This page describes how to maintain the LHCbSAM probes used with Nagios within
ETF
. The results of these probes are used to generate the monthly WLCG site Availability & Reliability reports, and are visible on the
SAM3 Dashboard
and in a more raw format on the
etf-lhcb-prod Check_MK dashboard
. There is also an
etf-lhcb-preprod version of the Check_MK dashboard
for testing.
References to "ask the ETF team" currently mean "ask Marian Babik".
LHCb ETF Machines
LHCb has access to 2 machines which are running ETF, configured for LHCb: etf-lhcb-preprod.cern.ch and etf-lhcb-prod.cern.ch The first machine is used for testing with the "QA" (= Quality Assurance) version of the service.

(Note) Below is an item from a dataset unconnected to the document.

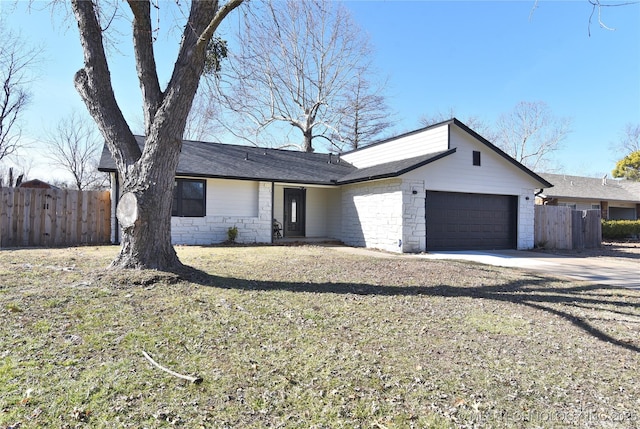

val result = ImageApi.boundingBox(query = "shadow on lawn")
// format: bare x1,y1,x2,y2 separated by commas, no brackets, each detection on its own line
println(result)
180,268,640,352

Ask the ETF team for root access to these machines.
LHCbSAM in gitlab.cern.ch
LHCb maintains the
LHCbSAM
repository in
GitLab which is used to build the RPM nagios-plugins-wlcg-org.lhcb which is installed on the ETF machines (preprod first for testing of course.) This repository has a rather deep directory structure:
LHCbSAM/Makefile
LHCbSAM/Makefile.koji
LHCbSAM/README.md
LHCbSAM/VERSION
LHCbSAM/nagios-plugins-wlcg-org.lhcb.spec
LHCbSAM/usr/lib/ncgx/x_plugins/lhcb_vofeed.py
LHCbSAM/usr/lib/ncgx/x_plugins/lhcb_webdav.py
LHCbSAM/usr/libexec/grid-monitoring/probes/org.lhcb/check_pilot_results
LHCbSAM/usr/libexec/grid-monitoring/probes/org.lhcb/srmvometrics.py
LHCbSAM/usr/libexec/grid-monitoring/probes/org.lhcb/wnjob/org.lhcb.gridJob.jdl.template
LHCbSAM/usr/libexec/grid-monitoring/probes/org.lhcb/wnjob/org.lhcb/etc/wn.d/org.lhcb/commands.cfg
LHCbSAM/usr/libexec/grid-monitoring/probes/org.lhcb/wnjob/org.lhcb/etc/wn.d/org.lhcb/services.cfg
LHCbSAM/usr/libexec/grid-monitoring/probes/org.lhcb/wnjob/org.lhcb/probes/org.lhcb/SRM-lhcb-FileAccess
LHCbSAM/usr/libexec/grid-monitoring/probes/org.lhcb/wnjob/org.lhcb/probes/org.lhcb/WN-cvmfs
LHCbSAM/usr/libexec/grid-monitoring/probes/org.lhcb/wnjob/org.lhcb/probes/org.lhcb/WN-lhcb-FileAccess
LHCbSAM/usr/libexec/grid-monitoring/probes/org.lhcb/wnjob/org.lhcb/probes/org.lhcb/WN-mjf
LHCbSAM/usr/libexec/grid-monitoring/probes/org.lhcb/wnjob/org.lhcb/probes/org.lhcb/WN-sft-brokerinfo
LHCbSAM/usr/libexec/grid-monitoring/probes/org.lhcb/wnjob/org.lhcb/probes/org.lhcb/WN-sft-csh
LHCbSAM/usr/libexec/grid-monitoring/probes/org.lhcb/wnjob/org.lhcb/probes/org.lhcb/WN-sft-lcg-rm-gfal
LHCbSAM/usr/libexec/grid-monitoring/probes/org.lhcb/wnjob/org.lhcb/probes/org.lhcb/WN-sft-vo-swdir
LHCbSAM/usr/libexec/grid-monitoring/probes/org.lhcb/wnjob/org.lhcb/probes/org.lhcb/WN-sft-voms
LHCbSAM/usr/libexec/grid-monitoring/probes/org.lhcb/wnjob/org.lhcb/probes/org.lhcb/WN-vo-id-card
The lhcb_vofeed.py script takes the
XML LHCb VO Feed
and generates pieces of configuration required by Nagios from it. The VO Feed format is specified by WLCG and
documented here.
There are three classes of probe which are run by Nagios from the ETF LHCb machine:
- Probes in LHCbSAM/usr/libexec/grid-monitoring/probes/org.lhcb/ which are executed on the ETF LHCb machine
- Probes in LHCbSAM/usr/libexec/grid-monitoring/probes/org.lhcb/wnjob/org.lhcb/probes/org.lhcb/ run on Worker Nodes inside grid jobs submitted by ETF
- Probes in LHCbSAM/usr/libexec/grid-monitoring/probes/org.lhcb/wnjob/org.lhcb/probes/org.lhcb/ run by the DIRAC Pilot 3.0 in VMs (currently) and on grid Worker Nodes (not yet).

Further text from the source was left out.